Yakima Basin agricultural water use sometimes conflicts with Indian fishing rights guaranteed by an 1855 treaty with the Yakama Nation, and there have been frequent clashes with environmental groups that oppose all dams and irrigation. After years of effort by local leaders, these factions agreed to a compromise called the Yakima Basin Integrated Plan, a water-management program slated to cost $4 billion over the next 30 years. The essence of the plan is to expand available water supplies in several reservoirs. It involved participation by the irrigation districts, the tribes, local governments, and environmental groups. Much of the money, of course, would come from federal taxpayers. So in 2012 the Bureau of Reclamation was required to do a cost-benefit analysis of the complex series of pumps, tunnels and other structures.

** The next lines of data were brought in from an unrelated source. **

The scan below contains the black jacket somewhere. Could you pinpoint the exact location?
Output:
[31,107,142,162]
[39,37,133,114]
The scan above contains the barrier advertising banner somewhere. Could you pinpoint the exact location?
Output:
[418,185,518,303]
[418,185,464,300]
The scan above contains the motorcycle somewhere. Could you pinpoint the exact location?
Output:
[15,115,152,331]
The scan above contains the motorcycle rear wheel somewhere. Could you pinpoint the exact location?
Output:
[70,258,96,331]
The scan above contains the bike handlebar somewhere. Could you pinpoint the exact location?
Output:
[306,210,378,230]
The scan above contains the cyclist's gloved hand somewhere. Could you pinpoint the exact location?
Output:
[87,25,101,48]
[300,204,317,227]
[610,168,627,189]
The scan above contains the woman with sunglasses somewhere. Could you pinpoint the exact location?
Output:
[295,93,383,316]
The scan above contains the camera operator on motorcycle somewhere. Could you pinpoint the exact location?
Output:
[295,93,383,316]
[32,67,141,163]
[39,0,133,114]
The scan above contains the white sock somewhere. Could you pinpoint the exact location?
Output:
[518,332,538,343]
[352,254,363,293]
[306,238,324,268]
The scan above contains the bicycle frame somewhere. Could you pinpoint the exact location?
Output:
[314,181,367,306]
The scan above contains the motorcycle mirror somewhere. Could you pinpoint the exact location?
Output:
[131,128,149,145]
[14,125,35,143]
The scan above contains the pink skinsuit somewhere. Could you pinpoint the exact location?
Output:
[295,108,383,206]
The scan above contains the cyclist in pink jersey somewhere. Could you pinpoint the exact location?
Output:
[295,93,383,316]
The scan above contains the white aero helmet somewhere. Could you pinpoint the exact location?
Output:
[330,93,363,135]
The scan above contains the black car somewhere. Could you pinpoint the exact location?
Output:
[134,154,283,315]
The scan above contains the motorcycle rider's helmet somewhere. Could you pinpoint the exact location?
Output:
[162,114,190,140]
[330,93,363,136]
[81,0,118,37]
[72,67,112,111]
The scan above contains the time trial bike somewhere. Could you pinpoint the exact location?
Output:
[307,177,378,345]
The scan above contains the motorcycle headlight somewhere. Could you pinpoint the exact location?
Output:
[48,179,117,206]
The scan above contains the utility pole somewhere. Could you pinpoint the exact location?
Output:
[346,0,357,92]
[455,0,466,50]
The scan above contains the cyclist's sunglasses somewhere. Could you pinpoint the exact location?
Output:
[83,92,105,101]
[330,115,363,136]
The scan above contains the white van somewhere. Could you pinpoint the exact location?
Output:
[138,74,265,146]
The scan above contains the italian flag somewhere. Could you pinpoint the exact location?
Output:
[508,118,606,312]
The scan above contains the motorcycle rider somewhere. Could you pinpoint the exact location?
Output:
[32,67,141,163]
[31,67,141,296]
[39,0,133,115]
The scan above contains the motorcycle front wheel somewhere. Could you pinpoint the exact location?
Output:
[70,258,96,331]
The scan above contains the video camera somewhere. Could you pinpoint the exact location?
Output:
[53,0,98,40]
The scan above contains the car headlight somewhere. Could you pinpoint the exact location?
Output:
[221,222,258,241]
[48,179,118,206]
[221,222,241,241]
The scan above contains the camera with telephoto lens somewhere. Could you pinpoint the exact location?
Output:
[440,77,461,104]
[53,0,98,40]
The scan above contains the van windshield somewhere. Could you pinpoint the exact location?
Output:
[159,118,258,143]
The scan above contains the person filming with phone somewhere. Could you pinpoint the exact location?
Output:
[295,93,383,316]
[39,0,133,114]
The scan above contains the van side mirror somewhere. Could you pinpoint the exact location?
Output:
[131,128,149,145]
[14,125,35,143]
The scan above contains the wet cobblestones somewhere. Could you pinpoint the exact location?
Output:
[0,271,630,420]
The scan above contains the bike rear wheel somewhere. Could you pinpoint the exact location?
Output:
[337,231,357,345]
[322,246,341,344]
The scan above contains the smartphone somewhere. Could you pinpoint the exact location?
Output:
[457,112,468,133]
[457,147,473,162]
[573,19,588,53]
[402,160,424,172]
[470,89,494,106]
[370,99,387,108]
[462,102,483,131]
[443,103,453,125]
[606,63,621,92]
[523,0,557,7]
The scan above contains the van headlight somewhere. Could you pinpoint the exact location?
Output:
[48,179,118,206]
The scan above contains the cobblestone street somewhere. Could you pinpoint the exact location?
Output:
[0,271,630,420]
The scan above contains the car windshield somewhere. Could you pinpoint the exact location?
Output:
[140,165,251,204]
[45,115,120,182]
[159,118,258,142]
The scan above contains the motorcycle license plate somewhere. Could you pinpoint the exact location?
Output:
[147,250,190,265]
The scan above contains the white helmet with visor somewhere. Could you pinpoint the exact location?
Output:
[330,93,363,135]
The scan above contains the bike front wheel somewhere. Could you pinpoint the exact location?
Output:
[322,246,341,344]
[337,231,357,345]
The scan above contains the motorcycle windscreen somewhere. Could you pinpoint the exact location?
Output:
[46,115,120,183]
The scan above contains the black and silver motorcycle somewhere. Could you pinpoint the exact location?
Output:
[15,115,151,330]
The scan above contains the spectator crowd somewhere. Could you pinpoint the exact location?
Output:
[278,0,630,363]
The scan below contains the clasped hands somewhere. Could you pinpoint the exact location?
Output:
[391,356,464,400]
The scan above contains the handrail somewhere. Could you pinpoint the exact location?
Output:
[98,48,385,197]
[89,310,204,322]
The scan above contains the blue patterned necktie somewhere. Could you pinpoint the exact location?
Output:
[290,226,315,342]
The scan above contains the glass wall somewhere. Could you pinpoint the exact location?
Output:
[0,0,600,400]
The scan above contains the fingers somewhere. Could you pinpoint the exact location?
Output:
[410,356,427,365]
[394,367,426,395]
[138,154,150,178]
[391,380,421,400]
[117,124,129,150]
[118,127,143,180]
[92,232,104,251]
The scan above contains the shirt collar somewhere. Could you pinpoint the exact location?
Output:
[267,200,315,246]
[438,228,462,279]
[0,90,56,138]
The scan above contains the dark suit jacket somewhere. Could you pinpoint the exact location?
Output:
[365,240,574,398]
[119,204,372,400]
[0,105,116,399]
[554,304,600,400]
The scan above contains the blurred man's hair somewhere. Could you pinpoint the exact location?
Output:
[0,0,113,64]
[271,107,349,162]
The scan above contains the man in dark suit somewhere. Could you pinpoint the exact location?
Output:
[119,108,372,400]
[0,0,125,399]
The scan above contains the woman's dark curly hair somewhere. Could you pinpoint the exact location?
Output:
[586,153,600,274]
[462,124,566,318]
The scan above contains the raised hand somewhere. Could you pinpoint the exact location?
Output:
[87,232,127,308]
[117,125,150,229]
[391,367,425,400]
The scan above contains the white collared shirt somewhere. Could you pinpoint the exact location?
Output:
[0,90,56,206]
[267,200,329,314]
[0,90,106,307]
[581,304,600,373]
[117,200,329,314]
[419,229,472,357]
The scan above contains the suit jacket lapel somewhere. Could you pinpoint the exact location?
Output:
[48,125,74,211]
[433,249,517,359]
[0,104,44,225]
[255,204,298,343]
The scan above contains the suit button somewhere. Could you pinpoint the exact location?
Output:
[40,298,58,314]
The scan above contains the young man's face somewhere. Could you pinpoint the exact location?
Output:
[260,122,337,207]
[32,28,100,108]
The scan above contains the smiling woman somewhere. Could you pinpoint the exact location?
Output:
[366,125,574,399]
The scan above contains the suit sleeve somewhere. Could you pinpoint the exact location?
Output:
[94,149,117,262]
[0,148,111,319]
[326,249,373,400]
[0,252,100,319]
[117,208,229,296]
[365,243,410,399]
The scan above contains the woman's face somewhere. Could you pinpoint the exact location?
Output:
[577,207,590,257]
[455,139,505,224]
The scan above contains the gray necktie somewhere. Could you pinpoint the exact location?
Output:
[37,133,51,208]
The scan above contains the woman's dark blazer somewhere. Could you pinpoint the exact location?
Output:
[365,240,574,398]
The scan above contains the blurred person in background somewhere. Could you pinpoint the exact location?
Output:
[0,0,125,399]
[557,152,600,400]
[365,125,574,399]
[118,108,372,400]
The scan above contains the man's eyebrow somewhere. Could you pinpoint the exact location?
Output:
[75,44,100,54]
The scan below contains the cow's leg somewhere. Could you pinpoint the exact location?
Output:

Congress is now about to authorize the first 10 years of the project and the first $200 million, so opponents have focused new attention on that cost-benefit analysis. What they found is troubling. An independent analysis by the state discovered that the Bureau of Reclamation claimed the high costs were offset by similarly high benefits of the project. That included the estimate of the “non-use value” of fish, and thus the $27,000 trout. So the argument rages, not about the project, but about the bogus numbers.

The irony is that the government felt any need at all to inflate the numbers so embarrassingly. The creative project brought together competing interests that had fought over water for generations. Irrigators get 200,000 additional acre-feet from two reservoirs, thanks to a new tunnel connecting the two. The Yakama Nation gets fish passages at both dams. And the environmental groups get something they have long wanted, a new 5,000-acre “community forest,” managed to prevent logging and restore headwaters.

Opponents include a few cabin owners on the two reservoirs concerned about their views and access when water levels drop. And a handful of environmentalists still worry about the precedent of allowing dams to remain in place, much less enhancing them.

Still, there is substantial support for the plan in Washington, and its congressional delegation is mostly united behind the authorizing legislation. The Bureau would have been smarter, and more honest, simply to argue that while the project is incredibly expensive it might help maintain vital agriculture, while also protecting other important values. Then the honest argument could be about the value of agriculture, not about fuzzy math and $27,000 fish.

Greg Walcher is president of the Natural Resources Group and author of “Smoking Them Out: The   Theft of the Environment and How to Take it Back.” He is a Western Slope native.